Key Technical Details

  • The model does not execute functions. This is the most important architectural point. The model generates a JSON request; your application code decides whether and how to execute it. This provides a crucial safety layer.
  • Tool choice control: APIs typically offer modes like auto (model decides), required (model must call a tool), none (model cannot call tools), or forcing a specific tool. Use required when you know a tool call is needed.
  • Token cost: Tool definitions consume input tokens. Twenty tools with detailed schemas can use 2000-3000 tokens before any conversation content. Be judicious with how many tools you expose.
  • Reliability scales with tool count inversely: Models are highly reliable at choosing among 3-5 tools. With 20+, accuracy drops. Consider routing or sub-agent architectures for large tool sets.
  • Structured output guarantees: Some providers (OpenAI's strict mode, Anthropic's tool use) guarantee that function call arguments conform to the provided JSON schema, eliminating parse errors.

Common Misconceptions

"The LLM actually runs the code." The model only generates text that describes what function to call and with what arguments. Execution happens entirely in application code that the developer controls.

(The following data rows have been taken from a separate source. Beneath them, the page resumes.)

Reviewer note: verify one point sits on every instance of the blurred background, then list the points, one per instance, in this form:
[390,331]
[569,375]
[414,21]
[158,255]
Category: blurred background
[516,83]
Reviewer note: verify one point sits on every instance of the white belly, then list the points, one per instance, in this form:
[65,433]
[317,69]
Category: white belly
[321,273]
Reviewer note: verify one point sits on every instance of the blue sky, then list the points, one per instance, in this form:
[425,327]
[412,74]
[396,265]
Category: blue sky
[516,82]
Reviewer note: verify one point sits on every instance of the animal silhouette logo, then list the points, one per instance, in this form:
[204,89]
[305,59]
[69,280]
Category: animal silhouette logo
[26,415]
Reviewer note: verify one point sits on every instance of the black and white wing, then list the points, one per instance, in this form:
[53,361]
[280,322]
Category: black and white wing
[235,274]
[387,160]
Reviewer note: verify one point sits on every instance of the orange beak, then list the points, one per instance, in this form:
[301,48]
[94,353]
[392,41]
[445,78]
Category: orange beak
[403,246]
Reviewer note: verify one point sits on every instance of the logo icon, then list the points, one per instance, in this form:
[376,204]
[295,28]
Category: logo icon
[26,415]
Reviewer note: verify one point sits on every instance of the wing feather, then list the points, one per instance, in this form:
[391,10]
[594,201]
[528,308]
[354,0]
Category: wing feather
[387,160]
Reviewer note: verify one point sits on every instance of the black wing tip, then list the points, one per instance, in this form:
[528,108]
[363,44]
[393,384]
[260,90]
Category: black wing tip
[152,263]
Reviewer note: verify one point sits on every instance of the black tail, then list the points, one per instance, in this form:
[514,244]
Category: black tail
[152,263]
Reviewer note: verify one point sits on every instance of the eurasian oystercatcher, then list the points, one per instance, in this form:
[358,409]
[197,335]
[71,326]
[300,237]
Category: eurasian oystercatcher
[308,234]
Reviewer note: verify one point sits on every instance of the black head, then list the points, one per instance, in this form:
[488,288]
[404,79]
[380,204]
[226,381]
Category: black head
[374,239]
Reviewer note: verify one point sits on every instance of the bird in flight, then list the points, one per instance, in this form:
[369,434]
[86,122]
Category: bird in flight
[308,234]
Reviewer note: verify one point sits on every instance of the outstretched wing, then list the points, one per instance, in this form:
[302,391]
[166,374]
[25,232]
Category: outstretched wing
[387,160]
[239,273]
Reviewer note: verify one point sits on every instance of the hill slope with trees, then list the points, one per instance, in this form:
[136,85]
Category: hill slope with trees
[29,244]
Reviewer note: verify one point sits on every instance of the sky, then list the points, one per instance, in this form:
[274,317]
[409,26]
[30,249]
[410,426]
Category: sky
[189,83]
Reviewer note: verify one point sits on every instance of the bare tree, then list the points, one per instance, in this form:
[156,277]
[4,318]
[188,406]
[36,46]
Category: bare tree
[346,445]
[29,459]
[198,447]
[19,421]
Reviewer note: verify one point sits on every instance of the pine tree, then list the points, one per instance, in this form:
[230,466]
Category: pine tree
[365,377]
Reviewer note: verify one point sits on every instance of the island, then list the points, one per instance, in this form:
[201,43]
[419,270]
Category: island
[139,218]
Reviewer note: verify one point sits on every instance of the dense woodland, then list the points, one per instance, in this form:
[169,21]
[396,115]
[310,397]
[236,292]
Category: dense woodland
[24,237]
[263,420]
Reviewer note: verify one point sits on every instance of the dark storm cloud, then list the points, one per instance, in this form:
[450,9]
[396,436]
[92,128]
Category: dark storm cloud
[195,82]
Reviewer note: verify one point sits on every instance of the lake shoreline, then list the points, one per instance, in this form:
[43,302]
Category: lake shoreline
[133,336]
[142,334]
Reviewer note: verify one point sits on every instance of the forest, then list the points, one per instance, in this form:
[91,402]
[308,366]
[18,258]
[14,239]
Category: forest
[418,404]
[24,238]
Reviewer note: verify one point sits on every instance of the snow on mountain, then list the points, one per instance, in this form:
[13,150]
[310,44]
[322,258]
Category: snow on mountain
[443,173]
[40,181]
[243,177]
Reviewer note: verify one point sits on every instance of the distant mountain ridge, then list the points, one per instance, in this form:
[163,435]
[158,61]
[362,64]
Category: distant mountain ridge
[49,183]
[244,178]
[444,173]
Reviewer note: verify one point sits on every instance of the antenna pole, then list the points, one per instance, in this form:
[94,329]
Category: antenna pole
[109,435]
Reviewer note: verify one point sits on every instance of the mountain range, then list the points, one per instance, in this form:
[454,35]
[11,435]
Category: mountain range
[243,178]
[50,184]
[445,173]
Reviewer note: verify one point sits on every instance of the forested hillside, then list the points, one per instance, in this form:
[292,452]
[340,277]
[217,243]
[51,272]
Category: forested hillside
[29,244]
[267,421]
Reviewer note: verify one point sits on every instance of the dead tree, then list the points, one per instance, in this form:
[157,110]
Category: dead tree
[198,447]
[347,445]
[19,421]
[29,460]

"Function calling is just prompt engineering with JSON." While early approaches did use prompt-based tool use, modern function calling is trained into the model during fine-tuning, with special tokens and training data for tool interactions. It is more reliable and structured than prompt-based approaches.

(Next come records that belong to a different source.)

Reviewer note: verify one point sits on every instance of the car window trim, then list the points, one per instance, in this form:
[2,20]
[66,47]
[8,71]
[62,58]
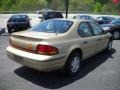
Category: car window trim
[93,30]
[89,27]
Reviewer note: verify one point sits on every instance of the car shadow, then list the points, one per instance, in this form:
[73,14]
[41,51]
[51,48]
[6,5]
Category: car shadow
[56,79]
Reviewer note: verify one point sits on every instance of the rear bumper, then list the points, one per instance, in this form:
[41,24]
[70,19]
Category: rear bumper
[35,61]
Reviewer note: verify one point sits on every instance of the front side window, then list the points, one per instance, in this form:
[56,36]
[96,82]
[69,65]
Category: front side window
[96,29]
[84,30]
[53,26]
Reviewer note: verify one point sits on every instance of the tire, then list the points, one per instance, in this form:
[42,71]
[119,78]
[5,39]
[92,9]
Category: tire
[73,63]
[109,47]
[116,35]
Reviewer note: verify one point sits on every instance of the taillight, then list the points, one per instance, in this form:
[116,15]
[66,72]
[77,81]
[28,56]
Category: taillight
[10,42]
[47,50]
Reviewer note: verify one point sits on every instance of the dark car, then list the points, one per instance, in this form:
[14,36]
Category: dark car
[85,17]
[18,23]
[50,14]
[104,19]
[113,28]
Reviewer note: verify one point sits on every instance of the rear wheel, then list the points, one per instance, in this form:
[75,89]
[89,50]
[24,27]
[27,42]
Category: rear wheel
[116,34]
[72,65]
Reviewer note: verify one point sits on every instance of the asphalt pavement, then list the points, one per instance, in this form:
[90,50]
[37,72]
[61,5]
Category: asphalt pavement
[101,72]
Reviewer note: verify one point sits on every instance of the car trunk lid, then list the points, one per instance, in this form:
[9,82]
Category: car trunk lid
[28,40]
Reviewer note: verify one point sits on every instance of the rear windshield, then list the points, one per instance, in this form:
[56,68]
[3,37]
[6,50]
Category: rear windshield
[53,26]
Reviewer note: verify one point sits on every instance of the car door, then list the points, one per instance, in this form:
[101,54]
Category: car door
[101,37]
[87,39]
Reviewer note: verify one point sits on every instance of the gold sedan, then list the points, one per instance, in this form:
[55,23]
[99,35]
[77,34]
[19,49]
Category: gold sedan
[58,43]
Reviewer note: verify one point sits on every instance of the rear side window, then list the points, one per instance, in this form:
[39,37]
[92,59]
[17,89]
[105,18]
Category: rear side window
[96,29]
[84,30]
[53,26]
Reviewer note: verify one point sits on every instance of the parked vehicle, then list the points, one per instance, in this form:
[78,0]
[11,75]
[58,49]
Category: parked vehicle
[84,17]
[113,28]
[104,19]
[50,14]
[18,23]
[2,30]
[58,43]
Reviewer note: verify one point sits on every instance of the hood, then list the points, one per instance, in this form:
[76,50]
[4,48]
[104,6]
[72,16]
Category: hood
[34,34]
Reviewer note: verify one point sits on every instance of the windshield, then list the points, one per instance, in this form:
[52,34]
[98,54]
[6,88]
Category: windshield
[53,26]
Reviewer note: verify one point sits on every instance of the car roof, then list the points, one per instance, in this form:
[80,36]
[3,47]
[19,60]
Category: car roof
[74,20]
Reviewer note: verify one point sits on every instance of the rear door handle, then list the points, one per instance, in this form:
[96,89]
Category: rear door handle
[85,42]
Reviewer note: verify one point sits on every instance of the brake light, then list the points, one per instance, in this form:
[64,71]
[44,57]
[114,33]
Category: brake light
[47,50]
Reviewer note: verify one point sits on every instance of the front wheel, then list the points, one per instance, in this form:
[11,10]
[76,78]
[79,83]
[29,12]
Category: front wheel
[72,65]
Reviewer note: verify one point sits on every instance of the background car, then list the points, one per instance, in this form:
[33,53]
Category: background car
[57,44]
[50,14]
[84,17]
[18,23]
[2,30]
[113,28]
[104,19]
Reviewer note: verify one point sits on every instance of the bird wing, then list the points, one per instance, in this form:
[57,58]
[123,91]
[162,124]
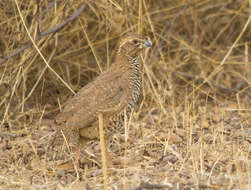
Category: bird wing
[102,94]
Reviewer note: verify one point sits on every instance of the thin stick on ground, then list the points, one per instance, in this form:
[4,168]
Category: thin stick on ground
[103,149]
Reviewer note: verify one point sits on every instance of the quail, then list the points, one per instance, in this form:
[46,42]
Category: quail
[113,93]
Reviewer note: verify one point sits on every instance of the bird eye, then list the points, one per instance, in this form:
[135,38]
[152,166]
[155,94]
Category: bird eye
[135,41]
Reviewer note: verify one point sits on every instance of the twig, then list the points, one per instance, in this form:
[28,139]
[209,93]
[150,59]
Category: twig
[103,149]
[52,30]
[146,185]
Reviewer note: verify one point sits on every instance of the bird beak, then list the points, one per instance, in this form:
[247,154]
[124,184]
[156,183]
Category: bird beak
[148,43]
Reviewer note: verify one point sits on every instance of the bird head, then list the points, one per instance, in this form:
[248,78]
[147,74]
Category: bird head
[133,44]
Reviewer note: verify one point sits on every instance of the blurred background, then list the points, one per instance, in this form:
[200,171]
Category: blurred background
[197,84]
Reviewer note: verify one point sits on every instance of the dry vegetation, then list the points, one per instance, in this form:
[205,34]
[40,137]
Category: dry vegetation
[193,130]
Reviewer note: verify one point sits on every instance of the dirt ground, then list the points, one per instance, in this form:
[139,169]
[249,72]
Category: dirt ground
[193,128]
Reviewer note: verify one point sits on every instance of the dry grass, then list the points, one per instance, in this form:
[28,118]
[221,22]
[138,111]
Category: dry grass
[193,129]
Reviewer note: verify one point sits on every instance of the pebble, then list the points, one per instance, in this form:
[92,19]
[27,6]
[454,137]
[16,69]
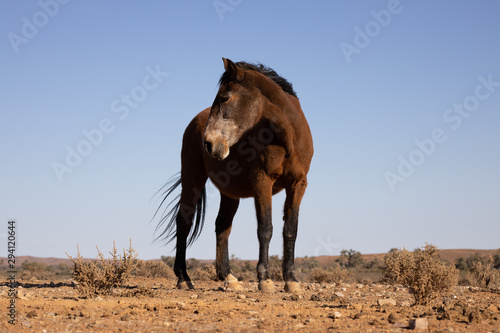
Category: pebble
[395,318]
[386,301]
[419,323]
[339,294]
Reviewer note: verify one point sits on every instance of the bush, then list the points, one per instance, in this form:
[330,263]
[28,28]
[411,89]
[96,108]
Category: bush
[350,259]
[34,270]
[484,275]
[337,275]
[98,277]
[422,271]
[153,269]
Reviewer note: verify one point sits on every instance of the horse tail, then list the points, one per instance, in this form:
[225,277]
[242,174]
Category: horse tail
[171,211]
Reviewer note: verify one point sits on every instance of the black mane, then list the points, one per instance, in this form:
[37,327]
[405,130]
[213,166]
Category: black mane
[269,72]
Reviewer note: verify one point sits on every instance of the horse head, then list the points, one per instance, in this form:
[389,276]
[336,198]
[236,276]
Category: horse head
[236,109]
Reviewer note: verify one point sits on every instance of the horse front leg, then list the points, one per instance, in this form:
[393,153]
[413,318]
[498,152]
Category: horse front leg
[294,196]
[223,223]
[184,222]
[263,206]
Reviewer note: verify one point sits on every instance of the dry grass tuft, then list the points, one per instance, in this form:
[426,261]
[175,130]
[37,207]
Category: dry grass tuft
[336,276]
[484,275]
[100,276]
[422,271]
[153,269]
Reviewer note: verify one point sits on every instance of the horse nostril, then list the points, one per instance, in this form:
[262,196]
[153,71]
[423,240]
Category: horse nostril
[208,147]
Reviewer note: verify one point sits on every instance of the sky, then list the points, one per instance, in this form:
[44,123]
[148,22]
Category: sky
[402,97]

"Any model can do function calling." Models need specific training for reliable function calling. Base models or models not fine-tuned for tool use will produce unreliable structured output. Look for explicit function calling support in model documentation.

"More tools are always better." Each additional tool increases the chance of misrouting. Curate your tool set to include only what is necessary for the current task context.

Connections to Other Concepts

  • ai-agents.md: are built on top of function calling -- the agent loop is essentially repeated function calling with reasoning between calls.
  • structured-output.md: is the underlying capability that makes function calling work -- the model must produce valid JSON conforming to a schema.
  • rag.md: often uses function calling as its trigger mechanism: the model calls a search tool to retrieve documents.
  • prompt-engineering.md: applies to tool descriptions and system prompts that guide tool selection behavior.
  • safety-by-design.md: become critical when tools can take real-world actions. The application layer must implement authorization, rate limiting, and human-in-the-loop approval for sensitive operations.

Further Reading

  • Schick, T. et al. (2023). "Toolformer: Language Models Can Teach Themselves to Use Tools." NeurIPS 2023. The foundational paper on training LLMs to use tools autonomously.
  • Patil, S. et al. (2023). "Gorilla: Large Language Model Connected with Massive APIs." Demonstrates LLMs trained on API documentation for accurate function calling across thousands of APIs.
  • Anthropic (2024). "Model Context Protocol (MCP) Specification." The open standard for LLM-tool integration.